"Chinese orphans face life on their own - parents lost to AIDS"; "Hunger in America grows."
These headlines tore at my heart. I felt overwhelmed and didn't know what to do.
I thought about my options. I could just think about these problems and wish they would go away. But I've also learned that wishing things would be better is often a substitute for doing the hard work that can make a difference.
Next I thought of trying to ignore the headlines and not let myself get too concerned. But it was too late for that response.
I knew the greater love I was feeling for the world was not something I had created myself but was from God, and that's why I knew my yearning to help wouldn't go away.
As I quietly listened, I realized that God didn't give me a desire to care for the world in order to frustrate or discourage me. Rather, God caused me to feel this love so that I could do something useful with it - something that would benefit others. That encouraged me to go forward and make a greater commitment to help.
A change of thought
As I began praying about the Chinese orphans, I quickly realized I didn't have the power to personally change these children's lives. But I could change how I was thinking about these children. How we think of others has an impact.

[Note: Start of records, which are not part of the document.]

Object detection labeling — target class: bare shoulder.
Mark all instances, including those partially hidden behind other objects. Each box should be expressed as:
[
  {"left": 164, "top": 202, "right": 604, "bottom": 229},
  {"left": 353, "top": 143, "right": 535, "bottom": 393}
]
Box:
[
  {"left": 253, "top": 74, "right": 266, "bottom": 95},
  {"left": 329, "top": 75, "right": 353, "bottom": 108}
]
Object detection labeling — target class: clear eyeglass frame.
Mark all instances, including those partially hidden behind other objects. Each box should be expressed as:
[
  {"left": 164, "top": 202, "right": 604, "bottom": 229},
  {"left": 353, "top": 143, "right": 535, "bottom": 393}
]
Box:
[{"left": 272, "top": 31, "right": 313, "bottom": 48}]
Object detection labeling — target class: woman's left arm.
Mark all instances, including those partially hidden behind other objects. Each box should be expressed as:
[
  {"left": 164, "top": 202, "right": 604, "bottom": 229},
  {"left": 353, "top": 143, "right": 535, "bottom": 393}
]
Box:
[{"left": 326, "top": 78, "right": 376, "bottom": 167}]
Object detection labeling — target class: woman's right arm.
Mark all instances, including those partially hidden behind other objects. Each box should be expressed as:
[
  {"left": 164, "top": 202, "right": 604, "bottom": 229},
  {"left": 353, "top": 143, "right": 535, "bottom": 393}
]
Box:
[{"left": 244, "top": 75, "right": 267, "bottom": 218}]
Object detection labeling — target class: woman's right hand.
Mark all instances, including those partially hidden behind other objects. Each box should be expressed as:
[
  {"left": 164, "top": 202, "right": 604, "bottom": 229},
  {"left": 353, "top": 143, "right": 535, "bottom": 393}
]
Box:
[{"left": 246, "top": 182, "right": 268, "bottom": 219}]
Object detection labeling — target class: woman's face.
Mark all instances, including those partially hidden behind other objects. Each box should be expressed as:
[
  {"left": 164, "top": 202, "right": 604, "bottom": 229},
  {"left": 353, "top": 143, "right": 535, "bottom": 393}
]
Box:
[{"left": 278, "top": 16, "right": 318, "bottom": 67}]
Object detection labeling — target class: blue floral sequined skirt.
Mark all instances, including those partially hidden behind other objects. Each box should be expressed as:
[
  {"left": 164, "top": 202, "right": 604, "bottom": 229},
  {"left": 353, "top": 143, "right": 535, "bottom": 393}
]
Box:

Mary Baker Eddy, the founder of this newspaper, wrote: "Good thoughts are an impervious armor ...." And she continued: "And not only yourselves are safe, but all whom your thoughts rest upon are thereby benefited." ("The First Church of Christ, Scientist, and Miscellany," pg. 210).
What I needed to correct was my feeling of hopelessness. Despite how dark things looked for these children, their Father-Mother God was with them, and that's why there was hope. One of the psalms in the Bible says: "Though my father and my mother forsake me, the Lord will take me into his care" (Ps. 27:10). I prayed to know more clearly that it is Love's nature as Father-Mother to give each one of His children everything he or she needs - intelligent ideas, love, strength, comfort, direction, supply, goodness, protection.
'You're not the Comforter. I am.'
Grateful for the inspiration I was getting, but still agonizing about the situation, I continued to reach out to God. I heard a quiet thought: "You're not the Comforter. I am." This was God's message to me, His answer. I could see that I needed to stop trying so hard to fix things myself and focus more on what God was already doing. I wasn't personally responsible for taking care of God's ideas, but God, Love, was right with each one, providing comfort and guidance.
The Bible says: "Blessed be God, even the Father of our Lord Jesus Christ, the Father of mercies, and the God of all comfort..." (II Cor. 1:3). This said to me that it's God who is comforting each of His children and that He knows how to do it.
Victimization is never the final word.
After that, I became more convinced that God hadn't deserted these children but was loving and caring for them in ways they could feel. God, who is all Love, doesn't create His children and then abandon them. It certainly looks as if people are being abandoned and victimized by circumstances and by other people, but that is not the final word. It is never the final word. God, infinite Love, is supreme, all-power and never stops loving His children. Even though I haven't read any more in the news about these children, I continue to pray for them.
Praying for the world, I am learning, demands a bigger concept of God. The more I get to know God as divine Love, capable of taking care of each one of His children, and as Spirit, having all power, the less I am bullied and pushed around by the evil pictures I see.
Getting to know God better, to trust His love more in my own life, doesn't make me want to ignore problems. On the contrary, the more convinced I am that God is loving and providing good for each one of His ideas, the more I want to participate in His love and do something to help. My decision to walk 20 miles to raise money for the hungry in my state grew out of my conviction that divine Love is constantly loving and nourishing each one of His children.
Praying for the whole world takes great love, courage, and persistence. But that feeling of being overwhelmed by the demand diminishes as we are willing simply to begin. Even a small desire to love a little bit more than we did yesterday comes from God and helps everyone take one more step forward.